In the secular European model on the other hand, sovereignty was taken away from the One God and vested in the polity and republican state (even when it formally remained a monarchy). That was blasphemy (Shirk). The One God was further stripped of supreme authority and law and these also were vested in the people and the republican state, and were institutionalized in secular government (administration, judiciary and legislature). That, also, was blasphemy (Shirk). The people not only assumed supreme authority and installed their own man-made law as supreme law, they even went on, and recklessly so, to make legally permissible that which the One God had Himself prohibited. Such was the case, for example, with the Divine prohibition of ‘lending money on interest’, gambling and lottery, etc. The Qur’ān has described all these efforts to ‘play God’ as blasphemy (Shirk), which is the one sin that Allah Most High has warned that He would never forgive. I guess that someone would respond by accusing the One God of being fundamentalist.
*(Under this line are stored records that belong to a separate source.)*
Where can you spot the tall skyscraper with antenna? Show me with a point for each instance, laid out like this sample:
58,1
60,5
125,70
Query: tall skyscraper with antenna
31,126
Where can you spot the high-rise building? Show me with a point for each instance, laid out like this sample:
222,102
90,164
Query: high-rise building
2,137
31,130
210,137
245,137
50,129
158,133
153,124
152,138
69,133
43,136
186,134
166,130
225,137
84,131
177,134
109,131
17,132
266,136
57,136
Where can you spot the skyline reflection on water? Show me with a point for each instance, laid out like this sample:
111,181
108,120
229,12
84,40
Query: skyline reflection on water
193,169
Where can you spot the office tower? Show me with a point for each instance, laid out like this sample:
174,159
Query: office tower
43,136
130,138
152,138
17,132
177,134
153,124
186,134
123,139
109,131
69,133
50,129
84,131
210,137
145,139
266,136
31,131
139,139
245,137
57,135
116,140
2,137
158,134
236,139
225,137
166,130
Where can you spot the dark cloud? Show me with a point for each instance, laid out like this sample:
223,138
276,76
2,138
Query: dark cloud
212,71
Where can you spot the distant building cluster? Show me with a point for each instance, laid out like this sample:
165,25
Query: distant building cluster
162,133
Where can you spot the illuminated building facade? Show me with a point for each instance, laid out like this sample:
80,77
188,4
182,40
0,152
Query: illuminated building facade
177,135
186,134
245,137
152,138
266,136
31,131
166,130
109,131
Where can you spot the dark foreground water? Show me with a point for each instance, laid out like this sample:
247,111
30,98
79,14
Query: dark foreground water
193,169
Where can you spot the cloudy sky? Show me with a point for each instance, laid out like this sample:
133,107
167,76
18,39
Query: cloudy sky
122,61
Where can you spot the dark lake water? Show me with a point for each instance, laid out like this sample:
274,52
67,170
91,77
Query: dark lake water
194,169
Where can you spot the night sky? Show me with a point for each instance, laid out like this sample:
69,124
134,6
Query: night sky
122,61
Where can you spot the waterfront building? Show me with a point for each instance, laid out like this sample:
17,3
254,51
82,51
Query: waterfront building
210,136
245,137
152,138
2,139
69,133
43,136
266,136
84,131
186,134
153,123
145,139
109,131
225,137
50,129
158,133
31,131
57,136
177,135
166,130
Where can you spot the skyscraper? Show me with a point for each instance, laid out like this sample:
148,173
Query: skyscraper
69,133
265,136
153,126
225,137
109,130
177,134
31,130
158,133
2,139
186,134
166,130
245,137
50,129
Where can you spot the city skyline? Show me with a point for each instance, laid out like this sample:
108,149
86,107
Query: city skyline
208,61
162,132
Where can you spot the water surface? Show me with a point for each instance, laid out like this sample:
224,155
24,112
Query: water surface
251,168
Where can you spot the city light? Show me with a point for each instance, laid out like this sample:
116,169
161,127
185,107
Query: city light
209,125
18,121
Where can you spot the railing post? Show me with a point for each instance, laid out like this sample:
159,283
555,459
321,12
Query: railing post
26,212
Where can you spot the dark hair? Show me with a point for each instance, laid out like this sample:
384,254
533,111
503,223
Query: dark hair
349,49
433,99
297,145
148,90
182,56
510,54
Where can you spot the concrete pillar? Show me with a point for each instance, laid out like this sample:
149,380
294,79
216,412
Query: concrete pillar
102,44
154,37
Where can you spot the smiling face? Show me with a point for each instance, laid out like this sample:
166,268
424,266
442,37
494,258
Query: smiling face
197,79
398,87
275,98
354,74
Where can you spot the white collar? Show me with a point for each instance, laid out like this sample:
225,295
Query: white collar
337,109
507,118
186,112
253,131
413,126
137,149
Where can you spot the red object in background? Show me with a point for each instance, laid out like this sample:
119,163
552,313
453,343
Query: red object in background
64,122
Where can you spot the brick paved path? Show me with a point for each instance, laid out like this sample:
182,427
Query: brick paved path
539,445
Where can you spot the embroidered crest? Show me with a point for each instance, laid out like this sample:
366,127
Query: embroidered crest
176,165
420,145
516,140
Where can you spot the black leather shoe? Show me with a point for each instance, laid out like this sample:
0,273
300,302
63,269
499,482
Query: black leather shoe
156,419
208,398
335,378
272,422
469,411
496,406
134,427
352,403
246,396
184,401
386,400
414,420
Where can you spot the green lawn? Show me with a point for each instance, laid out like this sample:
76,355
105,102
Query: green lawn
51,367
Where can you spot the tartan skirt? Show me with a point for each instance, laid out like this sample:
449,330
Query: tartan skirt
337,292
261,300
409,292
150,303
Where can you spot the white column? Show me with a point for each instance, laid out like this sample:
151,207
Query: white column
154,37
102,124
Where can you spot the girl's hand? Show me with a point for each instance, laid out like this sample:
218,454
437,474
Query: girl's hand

When a people turn away from the One God, as they most certainly do in political secularism and the secular republican state, the Qur’ān has warned that they would eventually forget Him and would pay the price of forgetting themselves (i.e., forget their human status or forget what it means to be a Muslim). Their conduct would eventually become worse than that of wild beasts. Prophet Muhammad (sallalahu ‘alaihi wa sallam) prophesied that they would eventually engage in sexual intercourse in public like donkeys. There is an abundance of evidence that mainstream society in this so-called progressive modern age is heading down that road and is already approaching the fulfillment of the prophecy of roadside sex.

The Islamic Khilāfah differs in no way whatsoever from the model of the Holy State of Israel except that Prophet Muhammad, the Prophet/Head of State, was recognized as Servant of Allah rather than King! Prophet Muhammad (sallalahu ‘alaihi wa sallam) has prophesied that the Islamic Khilāfah would be restored at that time when Jesus (‘alaihi al-Salām) returns.

“How will you be (at that time) when the Son of Mary descends amongst you and your Imām would be from within your ownselves.”

(Sahih Bukhari)

I believe that historic moment is now so close that children now at school will live to see the return of the Islamic Caliphate (Khilāfah).

It will surely come as quite a surprise to our readers to learn that the same Iqbāl who provided the theoretical foundations for the emergence of the modern republican Pakistan after the model of Mustafa Kamal’s modern secular Turkey, is also the hero of those Pakistani Muslims who fervently long for the restoration of the Islamic Caliphate (Khilāfah) and Dar al-Islam that the modern secular republican state was specifically designed to supersede and permanently replace. Iqbāl, in verse, urged the restoration of the Islamic Caliphate (Khilāfah), and sought (eloquently and passionately) that mobilization of the Islamic spirit that would make it possible:

“Taa Khilafat kee bina dunyah main ho phir ustawaar,

Laa kahein say dhoond kar aslaaf ka qalb-o-jigar.”

“In order to strengthen or vitalize the cause of the restoration of the Caliphate in this world

it is imperative that we locate and rebuild the heart and liver,

i.e., the courage, faith and mettle of the first Muslims.”